Sure, there are many problems that someone familiar with XP might have in a more traditional environment. Personally I feel uncomfortable NOT unit testing my code (and I think Andrew agrees with me), which is status quo on 'old school' projects. Developers pass the testing buck to QA and don't learn from their own coding mistakes. Where's the feedback? I would probably I insist that I do unit test, even though my manager might see it as a waste of my precious development time. Once you get used to test-driven and unit testing and you really honestly drink the kool-aid, it's very hard to go back. You'll wonder how anyone could trust untested code.

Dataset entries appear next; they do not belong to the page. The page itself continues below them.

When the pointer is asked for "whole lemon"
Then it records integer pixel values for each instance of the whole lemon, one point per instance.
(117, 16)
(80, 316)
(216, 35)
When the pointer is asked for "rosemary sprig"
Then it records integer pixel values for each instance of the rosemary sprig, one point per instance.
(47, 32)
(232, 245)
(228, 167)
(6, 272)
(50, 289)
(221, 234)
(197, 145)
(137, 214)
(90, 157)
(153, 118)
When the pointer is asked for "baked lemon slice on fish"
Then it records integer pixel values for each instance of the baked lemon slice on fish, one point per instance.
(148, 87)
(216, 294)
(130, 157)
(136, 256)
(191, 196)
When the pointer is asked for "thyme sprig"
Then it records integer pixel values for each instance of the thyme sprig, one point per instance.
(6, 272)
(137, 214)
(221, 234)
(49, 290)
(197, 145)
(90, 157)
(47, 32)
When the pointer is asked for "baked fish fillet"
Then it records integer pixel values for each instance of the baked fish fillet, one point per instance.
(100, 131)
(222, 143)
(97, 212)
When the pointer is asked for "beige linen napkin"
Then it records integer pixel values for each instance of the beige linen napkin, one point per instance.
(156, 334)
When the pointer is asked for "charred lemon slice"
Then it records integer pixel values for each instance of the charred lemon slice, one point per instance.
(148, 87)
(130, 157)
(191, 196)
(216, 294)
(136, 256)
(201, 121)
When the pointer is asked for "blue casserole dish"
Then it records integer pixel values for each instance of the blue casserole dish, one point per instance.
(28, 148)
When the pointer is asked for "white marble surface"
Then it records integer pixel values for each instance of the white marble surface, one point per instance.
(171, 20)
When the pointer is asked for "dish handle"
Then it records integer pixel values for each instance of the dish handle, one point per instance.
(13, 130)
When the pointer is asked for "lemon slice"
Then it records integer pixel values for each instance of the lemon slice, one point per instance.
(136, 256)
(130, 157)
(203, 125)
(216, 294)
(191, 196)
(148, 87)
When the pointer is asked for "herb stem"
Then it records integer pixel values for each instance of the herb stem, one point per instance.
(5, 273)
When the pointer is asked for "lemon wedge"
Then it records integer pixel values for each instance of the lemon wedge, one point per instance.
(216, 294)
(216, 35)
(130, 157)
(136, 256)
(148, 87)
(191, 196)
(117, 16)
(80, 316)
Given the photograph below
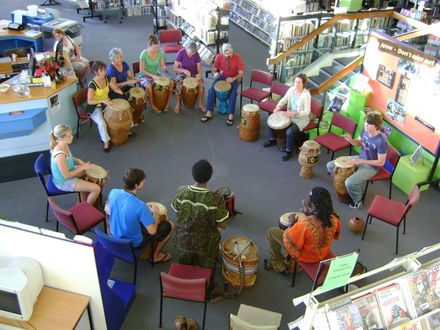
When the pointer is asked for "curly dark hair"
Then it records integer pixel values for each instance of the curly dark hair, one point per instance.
(202, 171)
(322, 200)
(133, 177)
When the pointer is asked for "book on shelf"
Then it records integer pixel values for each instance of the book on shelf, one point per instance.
(369, 311)
(419, 294)
(392, 305)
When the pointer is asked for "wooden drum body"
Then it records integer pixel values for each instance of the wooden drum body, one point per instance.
(190, 92)
(161, 92)
(239, 252)
(118, 118)
(250, 123)
(222, 89)
(279, 123)
(308, 157)
(340, 173)
(136, 98)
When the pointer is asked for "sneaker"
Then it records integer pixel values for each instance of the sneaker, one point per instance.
(356, 205)
(269, 143)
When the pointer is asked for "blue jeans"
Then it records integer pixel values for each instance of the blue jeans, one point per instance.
(355, 182)
(292, 134)
(232, 95)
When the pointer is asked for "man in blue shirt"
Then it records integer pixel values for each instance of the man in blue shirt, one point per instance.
(131, 218)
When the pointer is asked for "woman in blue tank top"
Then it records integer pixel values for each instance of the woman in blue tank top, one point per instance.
(66, 169)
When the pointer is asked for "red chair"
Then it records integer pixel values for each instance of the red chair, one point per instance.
(316, 109)
(386, 172)
(313, 270)
(80, 102)
(392, 212)
(185, 282)
(78, 219)
(334, 142)
(170, 40)
(256, 93)
(276, 88)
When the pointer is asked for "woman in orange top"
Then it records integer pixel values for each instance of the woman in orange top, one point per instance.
(309, 238)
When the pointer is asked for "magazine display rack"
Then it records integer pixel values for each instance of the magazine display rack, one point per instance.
(408, 300)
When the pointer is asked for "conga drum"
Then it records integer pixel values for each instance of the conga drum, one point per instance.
(161, 92)
(162, 211)
(136, 98)
(222, 89)
(118, 118)
(340, 173)
(240, 255)
(189, 92)
(308, 157)
(279, 123)
(287, 219)
(250, 123)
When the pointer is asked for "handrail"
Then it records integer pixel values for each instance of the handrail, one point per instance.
(339, 17)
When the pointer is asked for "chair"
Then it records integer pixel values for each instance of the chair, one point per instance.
(334, 142)
(170, 40)
(80, 103)
(392, 212)
(316, 108)
(119, 248)
(269, 104)
(254, 318)
(79, 218)
(185, 282)
(41, 169)
(386, 172)
(256, 93)
(313, 270)
(117, 296)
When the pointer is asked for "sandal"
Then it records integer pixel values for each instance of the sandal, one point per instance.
(205, 118)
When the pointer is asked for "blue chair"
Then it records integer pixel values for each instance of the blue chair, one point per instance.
(42, 168)
(117, 296)
(119, 248)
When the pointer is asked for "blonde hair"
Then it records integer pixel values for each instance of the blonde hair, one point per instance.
(57, 133)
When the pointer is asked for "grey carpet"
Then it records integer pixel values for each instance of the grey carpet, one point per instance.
(167, 145)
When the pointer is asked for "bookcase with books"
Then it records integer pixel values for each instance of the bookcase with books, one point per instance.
(408, 300)
(207, 24)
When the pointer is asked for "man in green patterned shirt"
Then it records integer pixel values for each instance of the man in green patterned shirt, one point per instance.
(200, 214)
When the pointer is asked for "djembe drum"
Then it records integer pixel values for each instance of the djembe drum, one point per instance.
(137, 98)
(340, 173)
(161, 92)
(250, 123)
(118, 118)
(289, 218)
(240, 261)
(222, 89)
(308, 157)
(279, 123)
(189, 92)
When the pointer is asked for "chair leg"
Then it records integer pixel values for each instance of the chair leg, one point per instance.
(365, 227)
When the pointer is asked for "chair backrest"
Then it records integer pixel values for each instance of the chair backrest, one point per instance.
(63, 216)
(262, 77)
(279, 88)
(41, 169)
(136, 67)
(343, 122)
(168, 36)
(79, 99)
(174, 287)
(118, 247)
(236, 323)
(316, 108)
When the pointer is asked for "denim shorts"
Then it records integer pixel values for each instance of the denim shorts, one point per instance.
(68, 185)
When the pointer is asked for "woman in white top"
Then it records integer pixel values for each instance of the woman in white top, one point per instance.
(80, 65)
(298, 100)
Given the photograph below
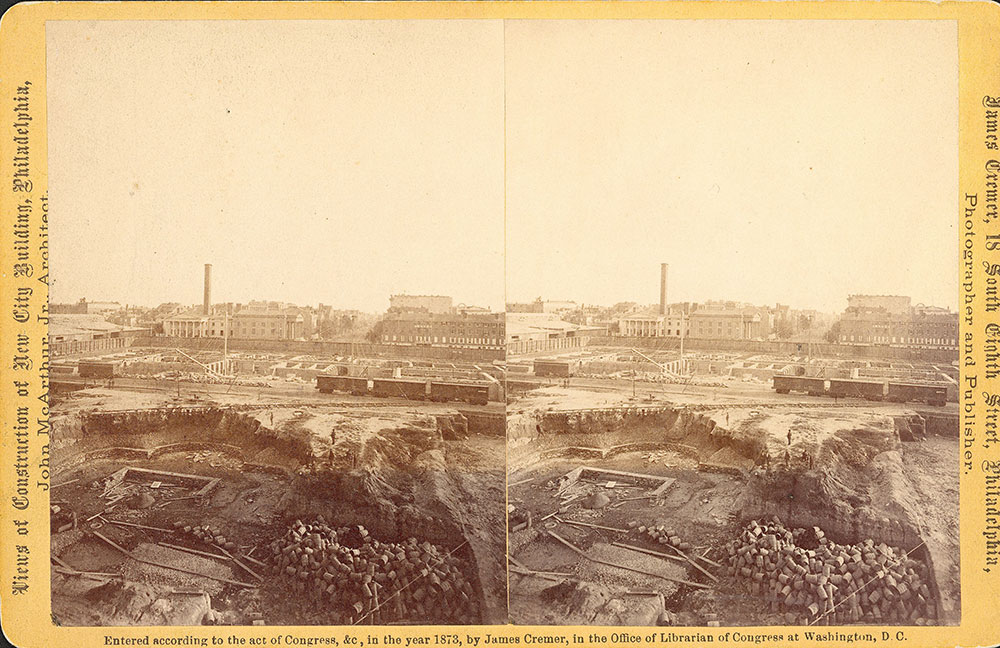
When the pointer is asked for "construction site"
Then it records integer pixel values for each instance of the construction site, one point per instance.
(724, 485)
(713, 500)
(196, 486)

Refactoring support in IDEs is another thing I can't live without now. How did people ever develop code when they had to hand-edit name refactorings/renamings in multiple files, keeping track of context, etc etc? It just seems like a complete waste of time: TYPING. It's pretty silly, developers should be making great software not learning how to touch type. These are things IDEs should be doing for us. It's the reason why I feel far more comfortable in Eclipse than Visual Studio .NET ... but I hear refactoring support is coming in new versions of VS.NET, so that's good.

Yes, a freshman developer that drinks the XP kool aid may never be able to go back to traditional development -- or may do so reluctantly and awkwardly. Learn XP at your own risk. I'm serious, it will make traditional development much less fun.

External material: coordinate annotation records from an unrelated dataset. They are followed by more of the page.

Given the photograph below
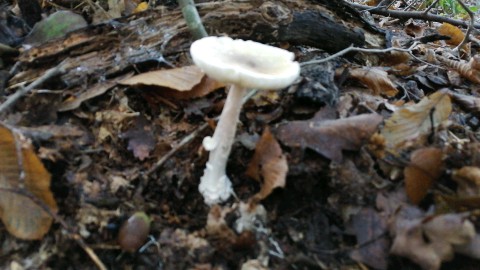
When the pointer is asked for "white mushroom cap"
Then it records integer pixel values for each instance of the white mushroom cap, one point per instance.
(246, 63)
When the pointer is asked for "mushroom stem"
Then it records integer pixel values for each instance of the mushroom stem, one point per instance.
(215, 185)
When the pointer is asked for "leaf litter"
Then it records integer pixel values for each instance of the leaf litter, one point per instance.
(371, 176)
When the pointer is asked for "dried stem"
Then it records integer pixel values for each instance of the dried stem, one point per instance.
(59, 69)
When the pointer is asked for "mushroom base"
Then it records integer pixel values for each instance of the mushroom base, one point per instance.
(214, 184)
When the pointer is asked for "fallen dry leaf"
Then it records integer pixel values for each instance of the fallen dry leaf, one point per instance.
(180, 79)
(330, 137)
(373, 248)
(468, 180)
(467, 102)
(430, 241)
(268, 165)
(376, 79)
(414, 30)
(426, 166)
(414, 122)
(456, 35)
(179, 83)
(100, 88)
(23, 217)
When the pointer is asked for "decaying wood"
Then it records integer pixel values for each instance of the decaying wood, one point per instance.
(104, 51)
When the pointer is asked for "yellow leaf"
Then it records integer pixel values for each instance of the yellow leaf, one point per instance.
(452, 31)
(376, 79)
(23, 217)
(415, 122)
(141, 7)
(426, 166)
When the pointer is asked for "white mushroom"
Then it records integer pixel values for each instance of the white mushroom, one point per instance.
(245, 65)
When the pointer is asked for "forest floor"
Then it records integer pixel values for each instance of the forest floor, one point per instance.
(368, 161)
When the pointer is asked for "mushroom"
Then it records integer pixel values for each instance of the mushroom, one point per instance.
(244, 65)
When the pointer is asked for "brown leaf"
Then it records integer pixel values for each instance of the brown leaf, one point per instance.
(268, 163)
(376, 79)
(452, 31)
(99, 89)
(430, 241)
(414, 30)
(468, 70)
(23, 217)
(179, 83)
(369, 227)
(180, 79)
(467, 102)
(426, 166)
(468, 180)
(414, 122)
(330, 137)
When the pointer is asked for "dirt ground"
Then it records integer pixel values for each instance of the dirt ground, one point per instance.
(367, 161)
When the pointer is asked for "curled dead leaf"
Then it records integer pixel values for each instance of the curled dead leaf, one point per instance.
(425, 167)
(430, 241)
(414, 122)
(456, 35)
(178, 83)
(376, 79)
(330, 137)
(268, 164)
(23, 216)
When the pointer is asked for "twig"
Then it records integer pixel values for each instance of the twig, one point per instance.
(410, 5)
(431, 6)
(470, 26)
(188, 139)
(356, 49)
(58, 219)
(420, 15)
(59, 69)
(192, 18)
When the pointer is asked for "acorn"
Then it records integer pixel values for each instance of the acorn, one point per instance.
(134, 232)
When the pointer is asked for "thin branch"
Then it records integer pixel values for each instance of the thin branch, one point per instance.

Two of the main shifts I personally had when I learned XP was thinking more about risk management (which managers do all the time, so they should be able to relate to it) and ironically enough: long term thinking.

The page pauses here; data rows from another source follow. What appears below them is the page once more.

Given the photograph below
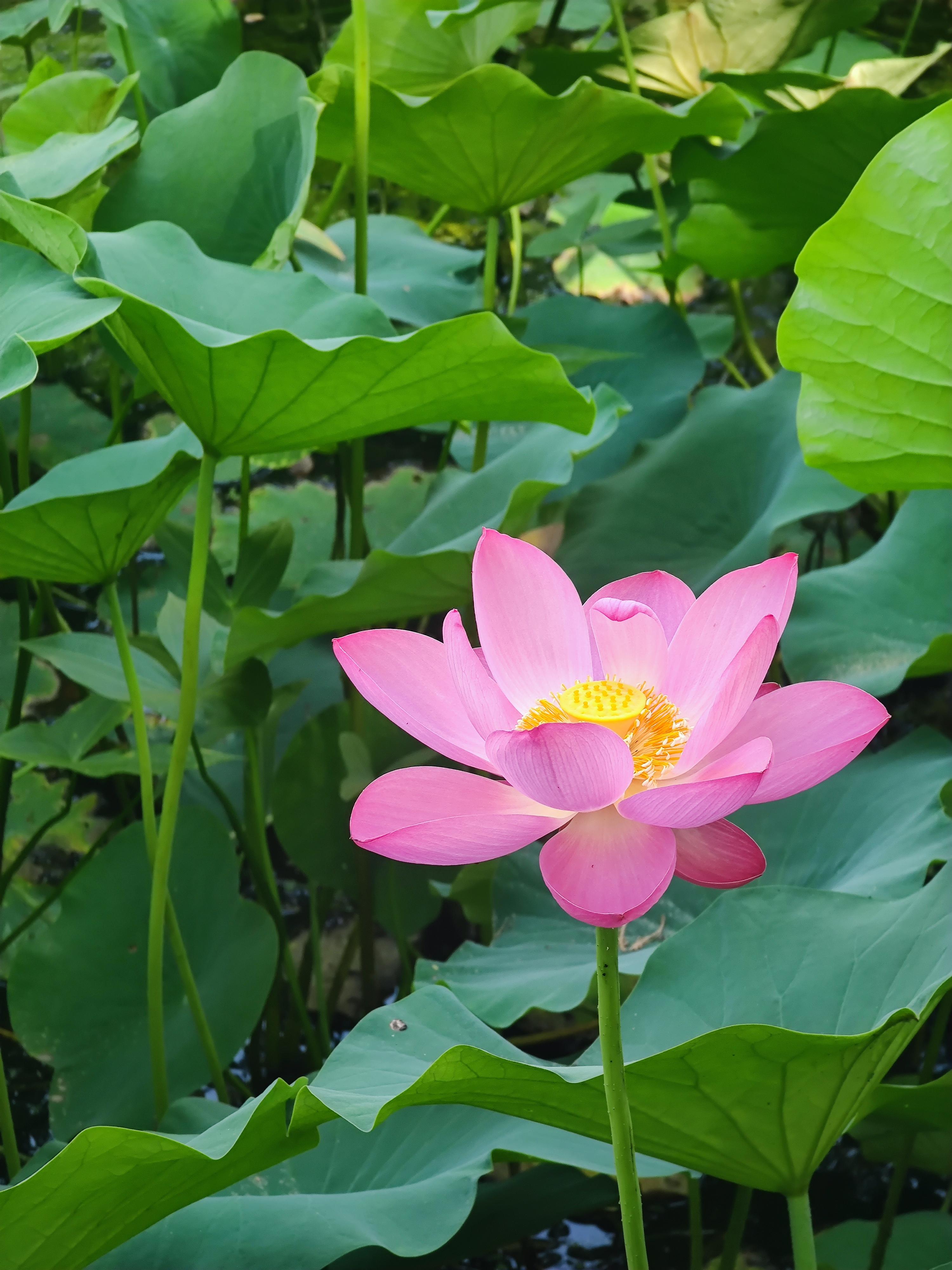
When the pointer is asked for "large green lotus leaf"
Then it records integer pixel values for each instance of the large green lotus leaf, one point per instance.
(427, 568)
(649, 355)
(181, 48)
(756, 209)
(873, 830)
(751, 1045)
(68, 159)
(876, 406)
(312, 377)
(78, 989)
(411, 57)
(885, 617)
(64, 426)
(414, 279)
(87, 519)
(51, 233)
(920, 1243)
(93, 661)
(76, 102)
(40, 309)
(734, 462)
(407, 1188)
(673, 51)
(494, 139)
(233, 167)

XP doesn't tell you to think long term, but you actually are. Enabling refactoring: quick changes, agility at any time in the future. High quality code for the next guy that has to edit it. Unit testing, customer acceptance testing as core ideas. These are things that traditional development projects shrug off. Get the code out the door! Worry about the bugs at the end in our slack time! Once it's out, we sign off and get the heck outta there! They're your bugs now! Heehee ho ho! XP brings bugs right up front and center and fails your tests. The project literally shuts down until you are running 100% pass again. That's an amazing commitment to quality.

The biggest barrier I see to XP is the advocation of pair programming. People are really worried about collaborating with other people. What if your co-worker thinks you're a bumbling idiot and tells the manager? XP doesn't let people hide at all and hack away by themselves. If you're having a conversation with someone, chances are half the team can hear you talking and jump in at any time. Seeing this as a bad thing is strange -- I see it as a great learning opportunity and a communication tool.

We don't have to be cordoned off into cublicles and isolated from our co-workers. We should be colaborating and being creative. Showing off our coding and design skills! XP is a really great chance to be creative and no be limited by an architecture passed down from above. No code owndership gives you carte-blanche and a lot of responsibility, but also the ability to be a team player. You can't be a team player isolated in a box off by yourself.

Anyway, that's enough ranting. If you're comfortable where you are, don't read about XP -- it will ruin it for you! As for James' question about change: people don't like it. Do you really want to have to learn a new programming language and be retrained every 5 years? No you don't. Unless you do it on your own time out of interest -- that's another story altogether. There will probably be XP zealots in 10 years that don't want to move onto the next thing. They're either just disinterested or lazy. Leave 'em in your dust.